Part I of the paper under consideration [ibid. 24, 539-555 (1984)] was reviewed in this journal (see Zbl 0579.43013). We refer to it for the notations used in this review. Let G be a locally compact unimodular group, and S a closed subgroup of G. Assume that there exists a compact subgroup K of G with \(G=SK\) (S\(\cap K\) non-necessarily trivial). Fix a topologically irreducible representation \(\pi\) of G on a locally convex Hausdorff topological vector space \({\mathcal H}\). Assume that (\(\pi\),\({\mathcal H})\) contains an equivalence class \(\delta\in \hat K\) finitely many times. Let \(\rho\) be a continuous representation of S on a locally convex Hausdorff space H, with similar properties as (\(\pi\),\({\mathcal H})\). Let Ind \(\rho\) be the representation of G induced by \(\rho\). Call \({\mathcal H}^{\rho}\) the representation space of Ind \(\rho\).
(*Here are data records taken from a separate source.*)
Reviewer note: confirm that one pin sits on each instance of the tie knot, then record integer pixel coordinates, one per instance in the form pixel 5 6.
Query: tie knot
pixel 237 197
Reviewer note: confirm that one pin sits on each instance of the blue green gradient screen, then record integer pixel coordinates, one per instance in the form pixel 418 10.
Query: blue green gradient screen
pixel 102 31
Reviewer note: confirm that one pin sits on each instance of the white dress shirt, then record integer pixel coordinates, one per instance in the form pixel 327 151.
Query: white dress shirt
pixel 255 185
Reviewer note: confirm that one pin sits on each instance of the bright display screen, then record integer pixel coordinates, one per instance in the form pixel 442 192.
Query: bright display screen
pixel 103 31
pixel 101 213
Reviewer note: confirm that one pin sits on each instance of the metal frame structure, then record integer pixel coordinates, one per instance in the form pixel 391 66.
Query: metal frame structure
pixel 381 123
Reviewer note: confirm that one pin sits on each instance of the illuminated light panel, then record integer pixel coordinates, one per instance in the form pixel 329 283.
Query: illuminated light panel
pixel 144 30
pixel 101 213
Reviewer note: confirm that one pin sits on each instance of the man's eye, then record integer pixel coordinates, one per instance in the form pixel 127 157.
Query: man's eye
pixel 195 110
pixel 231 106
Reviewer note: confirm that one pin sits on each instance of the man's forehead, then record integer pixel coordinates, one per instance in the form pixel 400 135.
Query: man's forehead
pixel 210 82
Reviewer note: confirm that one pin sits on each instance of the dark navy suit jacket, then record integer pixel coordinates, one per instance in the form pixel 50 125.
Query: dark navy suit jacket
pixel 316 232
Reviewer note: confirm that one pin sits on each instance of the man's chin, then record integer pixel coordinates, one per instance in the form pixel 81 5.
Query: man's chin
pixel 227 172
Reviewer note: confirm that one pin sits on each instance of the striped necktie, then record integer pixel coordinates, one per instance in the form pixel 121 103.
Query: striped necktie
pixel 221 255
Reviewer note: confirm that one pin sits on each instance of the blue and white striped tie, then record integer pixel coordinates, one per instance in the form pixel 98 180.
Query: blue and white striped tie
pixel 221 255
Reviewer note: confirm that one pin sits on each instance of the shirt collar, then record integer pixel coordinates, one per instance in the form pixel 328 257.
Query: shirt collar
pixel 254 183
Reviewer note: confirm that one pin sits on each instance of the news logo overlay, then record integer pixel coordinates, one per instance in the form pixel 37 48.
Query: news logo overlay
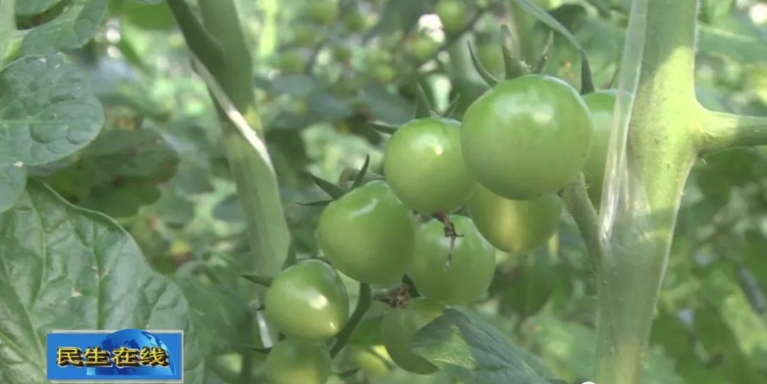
pixel 130 355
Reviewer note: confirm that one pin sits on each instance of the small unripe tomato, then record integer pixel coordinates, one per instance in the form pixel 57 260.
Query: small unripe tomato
pixel 424 165
pixel 515 226
pixel 293 361
pixel 399 326
pixel 308 301
pixel 368 234
pixel 472 262
pixel 527 137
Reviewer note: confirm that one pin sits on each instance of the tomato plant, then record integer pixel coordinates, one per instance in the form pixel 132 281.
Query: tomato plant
pixel 601 106
pixel 452 271
pixel 312 290
pixel 401 191
pixel 452 14
pixel 399 326
pixel 515 226
pixel 368 234
pixel 425 168
pixel 518 126
pixel 292 361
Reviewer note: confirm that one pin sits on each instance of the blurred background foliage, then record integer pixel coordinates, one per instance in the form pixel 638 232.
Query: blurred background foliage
pixel 322 78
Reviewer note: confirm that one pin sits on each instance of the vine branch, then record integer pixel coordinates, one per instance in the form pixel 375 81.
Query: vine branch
pixel 363 304
pixel 720 131
pixel 578 204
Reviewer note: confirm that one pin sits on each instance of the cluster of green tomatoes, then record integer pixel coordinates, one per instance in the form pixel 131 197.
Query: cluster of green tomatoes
pixel 454 193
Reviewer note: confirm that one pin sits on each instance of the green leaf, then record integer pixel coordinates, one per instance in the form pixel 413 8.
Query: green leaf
pixel 569 348
pixel 46 111
pixel 473 351
pixel 13 179
pixel 218 314
pixel 148 15
pixel 62 267
pixel 741 48
pixel 34 7
pixel 72 29
pixel 123 168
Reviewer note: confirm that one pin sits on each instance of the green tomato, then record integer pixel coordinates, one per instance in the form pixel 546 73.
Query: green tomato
pixel 601 105
pixel 293 361
pixel 323 11
pixel 515 226
pixel 423 48
pixel 452 14
pixel 527 137
pixel 424 165
pixel 472 266
pixel 368 234
pixel 308 301
pixel 397 330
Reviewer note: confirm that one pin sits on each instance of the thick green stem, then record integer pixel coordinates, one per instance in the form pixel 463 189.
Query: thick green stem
pixel 721 131
pixel 578 204
pixel 660 151
pixel 221 34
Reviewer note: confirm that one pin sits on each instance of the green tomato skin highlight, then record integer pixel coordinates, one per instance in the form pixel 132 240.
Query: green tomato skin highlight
pixel 471 270
pixel 527 137
pixel 308 301
pixel 398 327
pixel 515 226
pixel 601 105
pixel 424 165
pixel 293 361
pixel 368 234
In part I the author has introduced the subspaces \({\mathcal H}_ 0\), \({\mathcal H}_ 0^{\rho}\) of \({\mathcal H}\), \({\mathcal H}^{\rho}\), respectively, which play a crucial role in the proof of the following reciprocity theorem: \[ Hom_{C_ c(S)}({\mathcal H}_ 0, H)\simeq Hom_{C_ c(G)}({\mathcal H}_ 0, {\mathcal H}_ 0^{\rho \quad}). \] Part II is concerned with the question whether the relation \[ Hom_{C_ c(S)}(H, {\mathcal H}_ 0)\simeq Hom_{C_ c(G)}({\mathcal H}_ 0^{\rho}, {\mathcal H}\quad_ 0) \] is true or not. H is supposed to be finite-dimensional now. In general there is no isomorphism. If S is unimodular then there is a natural embedding of the l.h.s. into the r.h.s. The author presents an example where this embedding is not an isomorphism.